The critics’ intent is not to slam the highly respected Imperial College team, but to suggest that different assumptions can illuminate the exit strategy and the “next time” strategy.
“The model does not account for important individual-level behavior changes that many people adopt to protect themselves in epidemics,” said epidemiologist and modeler Gerardo Chowell of Georgia State University, including “increased hand washing, staying home if sick, reducing social activities, and wearing a face mask.” He agrees that simple face masks do not keep the virus out very well, but they help keep it in, especially when infected people cough or sneeze or even speak. Widespread use of face masks, as in Japan and other countries in east Asia, would be less disruptive than lockdowns.

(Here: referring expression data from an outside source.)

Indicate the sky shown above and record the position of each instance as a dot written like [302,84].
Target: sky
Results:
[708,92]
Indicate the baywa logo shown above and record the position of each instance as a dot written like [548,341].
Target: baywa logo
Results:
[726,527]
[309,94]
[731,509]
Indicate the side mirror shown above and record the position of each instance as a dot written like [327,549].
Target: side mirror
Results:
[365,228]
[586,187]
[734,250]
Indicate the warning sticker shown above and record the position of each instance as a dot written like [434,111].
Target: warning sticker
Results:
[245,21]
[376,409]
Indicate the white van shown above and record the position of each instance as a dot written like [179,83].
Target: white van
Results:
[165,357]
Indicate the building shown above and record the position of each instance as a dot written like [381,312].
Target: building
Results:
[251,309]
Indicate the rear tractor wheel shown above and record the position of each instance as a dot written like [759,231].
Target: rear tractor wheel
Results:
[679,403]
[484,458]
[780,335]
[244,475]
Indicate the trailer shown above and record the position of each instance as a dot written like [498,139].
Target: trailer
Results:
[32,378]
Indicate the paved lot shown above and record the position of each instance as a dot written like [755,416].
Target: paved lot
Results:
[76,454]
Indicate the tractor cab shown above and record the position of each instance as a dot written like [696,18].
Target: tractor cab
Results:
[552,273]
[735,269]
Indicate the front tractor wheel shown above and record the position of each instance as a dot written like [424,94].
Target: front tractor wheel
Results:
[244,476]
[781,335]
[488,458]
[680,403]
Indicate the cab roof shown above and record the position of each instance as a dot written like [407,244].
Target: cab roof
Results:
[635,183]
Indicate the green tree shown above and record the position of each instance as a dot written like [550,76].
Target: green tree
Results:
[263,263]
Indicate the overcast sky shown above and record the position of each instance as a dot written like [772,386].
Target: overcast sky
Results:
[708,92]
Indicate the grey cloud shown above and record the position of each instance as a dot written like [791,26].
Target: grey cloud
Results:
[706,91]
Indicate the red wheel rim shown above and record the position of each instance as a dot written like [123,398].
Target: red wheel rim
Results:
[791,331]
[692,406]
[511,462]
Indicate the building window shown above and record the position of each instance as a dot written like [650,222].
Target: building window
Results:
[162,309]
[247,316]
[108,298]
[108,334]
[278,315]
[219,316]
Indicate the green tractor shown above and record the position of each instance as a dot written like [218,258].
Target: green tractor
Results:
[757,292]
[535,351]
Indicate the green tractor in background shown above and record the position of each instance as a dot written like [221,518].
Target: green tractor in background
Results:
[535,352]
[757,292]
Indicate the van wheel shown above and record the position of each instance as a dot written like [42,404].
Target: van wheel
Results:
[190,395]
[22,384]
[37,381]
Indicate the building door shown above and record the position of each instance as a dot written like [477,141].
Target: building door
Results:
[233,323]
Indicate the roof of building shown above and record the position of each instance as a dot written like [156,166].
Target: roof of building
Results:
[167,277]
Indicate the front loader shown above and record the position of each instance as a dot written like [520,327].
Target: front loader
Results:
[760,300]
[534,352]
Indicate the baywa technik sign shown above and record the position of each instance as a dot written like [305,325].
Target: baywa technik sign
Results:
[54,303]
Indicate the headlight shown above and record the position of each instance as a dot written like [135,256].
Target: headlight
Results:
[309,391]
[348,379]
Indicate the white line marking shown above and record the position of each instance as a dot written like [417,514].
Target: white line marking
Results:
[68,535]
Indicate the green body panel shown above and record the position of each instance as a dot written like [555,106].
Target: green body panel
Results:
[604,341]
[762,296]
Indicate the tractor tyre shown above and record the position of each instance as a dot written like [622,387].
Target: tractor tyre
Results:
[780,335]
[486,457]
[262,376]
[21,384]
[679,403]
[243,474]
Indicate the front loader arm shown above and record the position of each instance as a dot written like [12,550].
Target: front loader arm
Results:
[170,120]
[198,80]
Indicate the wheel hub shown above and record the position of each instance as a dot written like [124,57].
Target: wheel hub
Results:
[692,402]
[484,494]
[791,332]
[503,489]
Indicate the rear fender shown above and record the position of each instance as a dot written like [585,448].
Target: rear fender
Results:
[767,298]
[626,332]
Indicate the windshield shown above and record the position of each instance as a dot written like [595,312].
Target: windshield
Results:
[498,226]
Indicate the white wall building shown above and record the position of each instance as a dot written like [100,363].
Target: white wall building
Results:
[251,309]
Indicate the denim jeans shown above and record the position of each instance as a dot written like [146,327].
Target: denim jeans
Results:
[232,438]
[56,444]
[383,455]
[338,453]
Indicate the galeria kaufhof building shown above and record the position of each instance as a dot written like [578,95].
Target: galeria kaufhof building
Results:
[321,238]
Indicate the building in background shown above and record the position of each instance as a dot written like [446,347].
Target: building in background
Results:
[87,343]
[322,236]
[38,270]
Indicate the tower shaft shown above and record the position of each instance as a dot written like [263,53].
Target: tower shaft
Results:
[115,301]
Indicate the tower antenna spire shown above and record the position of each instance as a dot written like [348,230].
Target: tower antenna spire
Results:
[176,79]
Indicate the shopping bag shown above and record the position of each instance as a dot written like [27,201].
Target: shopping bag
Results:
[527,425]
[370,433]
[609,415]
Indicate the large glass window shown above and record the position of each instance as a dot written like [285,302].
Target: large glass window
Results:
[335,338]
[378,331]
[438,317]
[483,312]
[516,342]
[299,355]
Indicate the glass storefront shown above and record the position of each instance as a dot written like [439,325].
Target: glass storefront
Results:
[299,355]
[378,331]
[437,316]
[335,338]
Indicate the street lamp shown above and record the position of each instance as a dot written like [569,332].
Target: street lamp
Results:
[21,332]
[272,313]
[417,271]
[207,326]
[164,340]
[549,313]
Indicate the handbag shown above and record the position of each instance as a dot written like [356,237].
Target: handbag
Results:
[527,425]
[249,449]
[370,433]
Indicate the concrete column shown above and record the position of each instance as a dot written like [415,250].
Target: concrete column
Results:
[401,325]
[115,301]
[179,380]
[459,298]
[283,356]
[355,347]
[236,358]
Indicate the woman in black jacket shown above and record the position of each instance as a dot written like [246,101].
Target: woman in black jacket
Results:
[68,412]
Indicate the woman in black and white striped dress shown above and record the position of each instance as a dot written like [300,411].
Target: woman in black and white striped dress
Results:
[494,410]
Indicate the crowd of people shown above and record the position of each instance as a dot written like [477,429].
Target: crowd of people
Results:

Another exit strategy, he and others argue, is targeted intervention. “Factors such as population density, urbanization, environmental factors including temperature and humidity, and connectivity to the rest of the world have been shown to drive transmission rates,” Chowell said. “The intensity of the social distancing interventions have to be implemented in light of the local infectious dynamics,” as does the timing of any easing of restrictions.
The question of timing is, of course, key. “The conservative approach is to wait till there are no new cases in an incubation period,” said Yaneer Bar-Yam of the New England Complex Systems Institute, who uses the science of complex interactions to create mathematical models of epidemics. But once the peak of an outbreak has passed in any region, and if travel restrictions prevent imported cases, “we have every reason to believe [contact tracing and isolation of cases and contacts] can work.”
He, too, sees hope for a more targeted approach soon. “Travel restrictions prevent spreading the disease from areas that have it to those that don’t,” Bar-Yam said, “and enables relaxing restrictions earlier in areas where it has been eradicated. Testing enables rapid isolation of individuals so we don’t have to isolate as many people in order to stop the outbreak.”
More and more modelers are discussing “precision quarantine,” as Momiao Xiong of the University of Texas Health Science Center and colleagues in Shanghai call it, to “slow down and keep people from transmitting the disease.” That could help with both an exit strategy and a next-wave strategy.
“Even in a semi-locked-down state, you can prioritize [for testing and contact tracing] people in grocery stores, banks, delivery, and others who come into contact with a lot of people and are therefore most at risk of being super-spreaders,” said Columbia’s Shaman. They should be tested repeatedly.
There will be “a high proportion of susceptible individuals in the population,” Harvard’s Lipsitch and his colleagues explained in their analysis. That could lead “to an intense epidemic … in the late autumn and winter.”
Even then, the world will likely not see the end of this coronavirus. Instead, they conclude, it will “circulate seasonally with winter peaks in subsequent years.”